Linear trends in frequencies of nucleotides in the three codon positions with respect to genome GC content have been observed to be different in bacteria and archaea (Table 1). Therefore, two distinct heuristic models could be built, one for bacterial and another for archaeal sequences. Notably, no pre-processing is needed to identify a domain of life the short sequence fragment represents. The bacterial and archaeal heuristic models can be used in the GeneMark.hmm algorithm simultaneously (Figure 5), similarly to the simultaneous use of typical and atypical gene models (30). A protein-coding region, if present in the sequence, is supposed to be recognized by either bacterial or archaeal model.
Alternatively, all prokaryotic species could be divided into mesophilic and thermophilic (310 mesophilic and 47 thermophilic in our reference set of sequenced genomes). Then, application of regression analysis of nucleotide frequencies in the three codon positions produced once again two distinct sets of 12 linear functions (Table 1). The two heuristic models (built for mesophiles and thermophiles) could also be used simultaneously in GeneMark.hmm. However, such a dual model seems to be less effective for practical use, as the temperature of a microbiome habitat is supposed to be known and one of the models could be chosen a priori.
In the Results section, we designate the model pairs by suffix BA or TM, e.g. 3-3BA stands for use a pair of bacterial and archaeal models derived by the third-order polynomial approximation of triplet frequencies.

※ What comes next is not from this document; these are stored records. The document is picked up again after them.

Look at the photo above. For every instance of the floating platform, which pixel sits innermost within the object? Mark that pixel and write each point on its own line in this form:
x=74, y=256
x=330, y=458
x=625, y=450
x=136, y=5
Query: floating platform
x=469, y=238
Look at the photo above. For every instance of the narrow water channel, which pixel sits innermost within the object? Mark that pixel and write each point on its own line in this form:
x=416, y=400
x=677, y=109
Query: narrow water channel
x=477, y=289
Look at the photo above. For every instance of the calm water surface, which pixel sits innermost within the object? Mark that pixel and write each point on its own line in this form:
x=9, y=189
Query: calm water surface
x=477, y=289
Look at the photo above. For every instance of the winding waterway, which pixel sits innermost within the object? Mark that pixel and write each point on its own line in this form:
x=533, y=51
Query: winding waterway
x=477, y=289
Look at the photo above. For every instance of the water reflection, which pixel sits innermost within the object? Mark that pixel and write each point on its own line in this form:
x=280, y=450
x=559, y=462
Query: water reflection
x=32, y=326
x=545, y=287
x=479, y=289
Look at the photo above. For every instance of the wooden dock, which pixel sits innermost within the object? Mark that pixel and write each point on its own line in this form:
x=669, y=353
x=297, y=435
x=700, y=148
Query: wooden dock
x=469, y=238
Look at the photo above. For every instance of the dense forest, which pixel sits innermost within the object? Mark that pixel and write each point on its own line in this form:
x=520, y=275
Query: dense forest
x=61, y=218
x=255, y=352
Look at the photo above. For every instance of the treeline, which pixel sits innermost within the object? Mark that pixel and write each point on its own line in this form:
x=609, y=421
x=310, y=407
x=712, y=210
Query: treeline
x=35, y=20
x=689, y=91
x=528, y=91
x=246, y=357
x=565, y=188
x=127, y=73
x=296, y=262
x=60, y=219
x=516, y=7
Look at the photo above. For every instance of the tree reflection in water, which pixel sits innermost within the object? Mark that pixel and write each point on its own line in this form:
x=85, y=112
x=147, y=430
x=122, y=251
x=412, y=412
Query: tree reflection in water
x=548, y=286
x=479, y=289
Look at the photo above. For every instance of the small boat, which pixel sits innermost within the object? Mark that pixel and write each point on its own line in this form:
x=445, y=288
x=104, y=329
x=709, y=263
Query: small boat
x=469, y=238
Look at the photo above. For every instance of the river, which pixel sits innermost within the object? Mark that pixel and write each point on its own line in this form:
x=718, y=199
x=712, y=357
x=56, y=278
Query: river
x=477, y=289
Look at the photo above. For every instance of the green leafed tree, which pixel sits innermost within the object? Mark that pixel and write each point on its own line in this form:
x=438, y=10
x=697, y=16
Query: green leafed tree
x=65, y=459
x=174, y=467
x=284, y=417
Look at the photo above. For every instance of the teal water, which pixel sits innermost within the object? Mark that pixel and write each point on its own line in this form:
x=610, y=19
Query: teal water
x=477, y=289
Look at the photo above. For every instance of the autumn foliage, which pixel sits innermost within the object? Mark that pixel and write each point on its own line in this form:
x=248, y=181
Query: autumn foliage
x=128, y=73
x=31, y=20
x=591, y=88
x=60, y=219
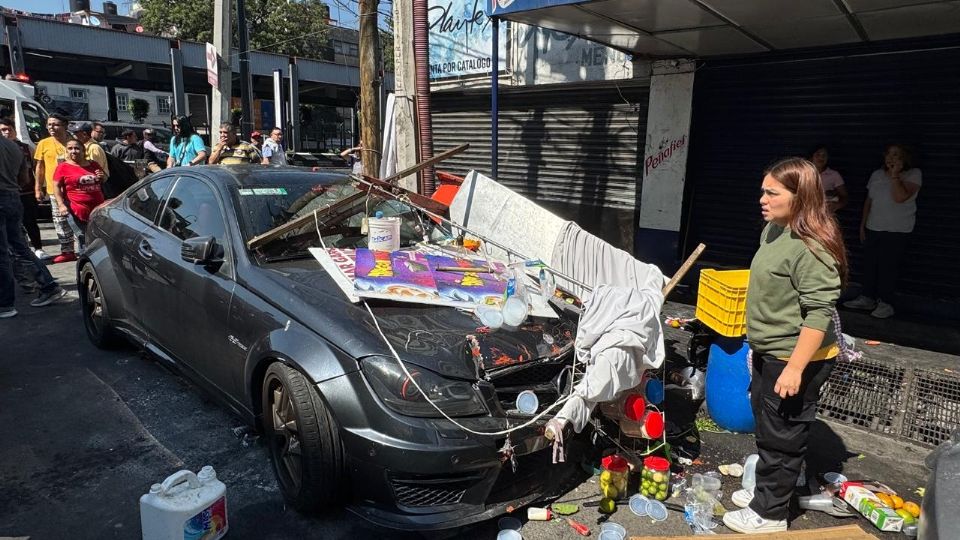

An average gene length in a prokaryotic genome is about 900 nt. In a metagenomic sequence shorter than 900 nt, it is more likely to observe a part of a gene than a complete gene. To account for the frequent occurrence of partial coding sequences (CDS), we have to modify a formula for the gene length frequency distribution used in GeneMark.hmm for gene finding in complete genomes. This distribution is approximated by p(d) = Nc(d/dc)2exp(−d/dc), the γ distribution formula with two parameters (30). Also, the length distribution of non-coding regions is approximated by exponential distribution p(d)=Nnexp(−d/dn). Parameters, dc and dn are estimated by fitting to empirical distributions of gene length in known genomes. It was observed that values of dc and dn vary little among different prokaryotic species. Therefore, values of these parameters in the algorithm were given as default values: dc = 300 and dn = 150. The formula for length distribution of protein-coding regions in short metagenomic sequences is p(d) = Np(d2 + dcd +2d2c)exp(−d/dc), with parameters Np and dc. Corresponding graphs of theoretical and observed length distributions are shown in Figure 6. To avoid predicting too short partial genes, we have effectively defined 60 nt as minimum length of a predicted gene by setting p(l ≤ 60) = 0.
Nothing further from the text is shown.